Séance 10 Évaluation
■ Objectif
• Mettre en œuvre les connaissances et les savoir-faire acquis.
■ Cette séance, pour conclure la séquence, sera consacrée à l’évaluation des élèves. On
pourra leur proposer le sujet d’écrit 1 : La scène d’aveu.
■ Commentaire
• Problématique : Quelles sont les fonctions de cette scène d’aveu tragique ?
• Proposition de plan
I. Une scène d’aveu cathartique : la libération de Phèdre par la parole
1. Avouer sa culpabilité pour rétablir la vérité sur Hippolyte
2. Avouer sa culpabilité pour se libérer du mensonge
3. Avouer pour diminuer sa responsabilité
II. Une scène d’aveu pathétique et tragique : émouvoir le spectateur
1. Phèdre meurt de ne pas avoir été comprise
2. Thésée, un père malheureux et éploré
3. Un dénouement qui inspire terreur et pitié
■ Dissertation
• Problématique : De quelles ressources le dramaturge dispose-t-il pour exprimer les
pensées et le caractère de ses personnages ?
• Proposition de plan
I. Les personnages, des êtres qui se dévoilent par la parole
1. Le personnage, un être expressif par son silence
2. Le personnage, un être expressif par le ton de sa voix, son rythme
II. Les personnages, des êtres qui peuvent aussi se dévoiler par leur corps
1. Le 1er corps du personnage : le costume indique sa condition, son âge, son état d’âme
2. Le 2e corps du personnage : le visage et le jeu avec le corps expriment ses émotions
III. Les personnages, des êtres qui se dévoilent par la mise en scène
1. Le rapprochement et l’éloignement avec les personnages expriment les idées du
personnage
2. La musique et les éclairages dévoilent les pensées des personnages
■ Écriture d’invention
• Recommandations d’écriture
1. Relire le texte de Phèdre.
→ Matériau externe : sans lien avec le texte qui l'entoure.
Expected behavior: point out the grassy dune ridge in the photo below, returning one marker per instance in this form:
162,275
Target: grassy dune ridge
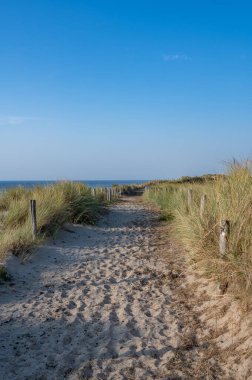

Le sujet invite à en écrire la suite. Il faut donc que
l’enchaînement soit cohérent et efficace.
2. Respecter les contraintes du sujet : écrire une scène de théâtre (ne pas oublier les
didascalies), avec un texte dominé par le registre tragique (registre de langue soutenu,
expression de la souffrance, de l’effroi, de la colère, rappel du poids du destin…).
3. Le sujet invite à considérer le point de vue de Thésée, père malheureux et époux
dévasté. Il exprime sa déception et sa colère contre Phèdre qui a sacrifié Hippolyte à sa
propre souffrance, en un style élevé, ponctué par l’émotion. Il exprime ses sentiments avec
force, en ménageant une progression dans le texte. L’élève n’est pas obligé d’écrire en
vers mais doit veiller à n’employer aucune expression anachronique.
■ Comme à l’entretien
1 Ces caractéristiques sont : la coexistence du grotesque et du sublime, du monstrueux et
du beau au sein de la même personne ; les ruptures de ton ; le décalage constant entre la
tragédie et le trivial du vaudeville.
2 On peut la rapprocher de la scène 3 de l’acte III, mêlant chants funèbres et amoureux des
amis de Gennaro.
3 On peut la rapprocher du mélodrame qui mêle aussi plusieurs registres et connaît
également la coexistence de plusieurs univers.
■ Comme à l’entretien
1 C’est un faux hasard : celui de la rencontre entre Lucrèce et Gennaro est préparé en
amont par Lucrèce. La mort de Gennaro qu’elle soit de la main de don Alphonse ou de
Lucrèce est scellée depuis la fin de l’acte I.
2 Hugo reprend le tragique du XVIIe siècle mais sans faire appel à une divinité garante du
destin. Ici, le tragique est à hauteur d’homme, et le hasard est une de ses formes.
3. Non, ils ne sont pas libres. Don Alphonse doit se faire respecter, aux yeux du monde,
Lucrèce ne peut échapper à son clan et à la préservation de sa réputation. Gennaro ne
peut non plus vivre une vie simple, puisqu’il est aussi un Borgia. Même Maffio voit son
destin scellé avec celui de Gennaro avant la pièce. Les logiques familiales empêchent
l’homme d’être maître de son destin.